Pour une dissidence chrétienne

Entretien avec Rod Dreher

Rod Dreher est un journaliste américain dont le précédent livre Le Pari bénédictin est un best-seller mondial. L’auteur propose la création de ce que Benoit XVI a appelé des oasis de chrétienté, en revendiquant pour le christianisme le statut de contre-culture. En parlant dans son nouvel opus, de dissidence chrétienne, Dreher adapte son modèle à d’autres contextes que le contexte américain. Cet entretien a été enregistré avant le durcissement sanitaire préconisé par le président Macron. Sa description d’un totalitarisme social et non politique peut y faire penser très fort.

Propos recueillis et traduit en français par Robin Nitot

Vous dites que notre culture en Occident est devenue totalitaire ou pré-totalitaire.

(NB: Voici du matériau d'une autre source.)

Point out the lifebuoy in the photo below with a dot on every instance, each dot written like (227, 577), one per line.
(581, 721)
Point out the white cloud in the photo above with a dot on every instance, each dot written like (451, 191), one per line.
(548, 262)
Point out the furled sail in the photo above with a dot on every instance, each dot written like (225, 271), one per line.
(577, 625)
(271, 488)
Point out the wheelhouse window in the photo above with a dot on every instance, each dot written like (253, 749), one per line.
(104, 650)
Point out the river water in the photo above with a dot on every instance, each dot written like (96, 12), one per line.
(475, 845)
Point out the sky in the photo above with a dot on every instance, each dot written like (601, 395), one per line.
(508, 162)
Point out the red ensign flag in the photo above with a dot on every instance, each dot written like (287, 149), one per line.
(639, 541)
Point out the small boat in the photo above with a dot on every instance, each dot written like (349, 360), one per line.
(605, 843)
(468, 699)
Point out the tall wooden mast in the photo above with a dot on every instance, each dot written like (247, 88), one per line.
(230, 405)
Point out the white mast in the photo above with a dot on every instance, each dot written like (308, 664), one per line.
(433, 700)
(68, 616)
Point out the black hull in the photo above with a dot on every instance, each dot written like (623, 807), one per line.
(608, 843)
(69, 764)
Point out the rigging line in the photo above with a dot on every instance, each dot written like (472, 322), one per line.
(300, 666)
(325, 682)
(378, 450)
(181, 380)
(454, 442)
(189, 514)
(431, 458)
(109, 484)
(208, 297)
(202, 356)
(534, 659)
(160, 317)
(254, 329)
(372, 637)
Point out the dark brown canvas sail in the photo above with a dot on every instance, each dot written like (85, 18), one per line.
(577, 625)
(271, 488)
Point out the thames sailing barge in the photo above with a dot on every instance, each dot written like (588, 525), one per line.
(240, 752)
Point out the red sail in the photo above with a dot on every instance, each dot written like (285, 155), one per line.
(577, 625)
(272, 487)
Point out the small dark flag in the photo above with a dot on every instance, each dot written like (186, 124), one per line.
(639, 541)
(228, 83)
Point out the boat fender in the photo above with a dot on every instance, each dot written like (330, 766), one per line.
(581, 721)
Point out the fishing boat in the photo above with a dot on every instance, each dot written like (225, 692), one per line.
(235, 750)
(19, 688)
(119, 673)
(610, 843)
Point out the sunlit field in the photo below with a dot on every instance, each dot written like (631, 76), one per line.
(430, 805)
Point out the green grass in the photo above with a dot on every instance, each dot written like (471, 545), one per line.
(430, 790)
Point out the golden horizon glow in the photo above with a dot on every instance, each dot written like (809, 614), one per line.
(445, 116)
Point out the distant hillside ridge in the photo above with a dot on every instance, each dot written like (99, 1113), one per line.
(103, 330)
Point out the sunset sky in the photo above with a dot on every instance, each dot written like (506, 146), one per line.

Qu’entendez-vous par la ?

Il y a six ans, des immigrés originaires de pays soviétiques ont commencé à me dire que l’évolution amorcée par les États-Unis depuis déjà quelques années leur rappelait furieusement ce qu’ils avaient fui en Europe de l’Est, non pas sur le fond, mais sur la forme, clairement idéologique. Par exemple, la montée de ce qu’on appelle la « Cancel Culture », c’est d’abord la montée dune idéologie qui exige que l’on se plie totalement à ses postulats. Si vous osez déroger, en paroles ou en actes, au nouveau féminisme des quotas ou encore au racialisme ambiant, vous serez attaqué, au point que vous puissiez en arriver à perdre votre emploi, à devoir abandonner votre situation. Vous risquez une forme d’exil intérieur dans la société. La première fois que j’ai entendu faire un tel rapprochement entre la Cancel culture et le communisme soviétique, je ne vous le cache pas, cela m’a paru relever d’un diagnostic extrême. Mais plus j’ai étudié la question, plus j’ai écouté les témoignages d’anciens dissidents soviétiques, plus je me suis rendu compte que ce diagnostic est parfaitement raisonnable. Simplement, les vieux dissidents soviétiques voient des choses que nous autres, Occidentaux, ne savons pas voir.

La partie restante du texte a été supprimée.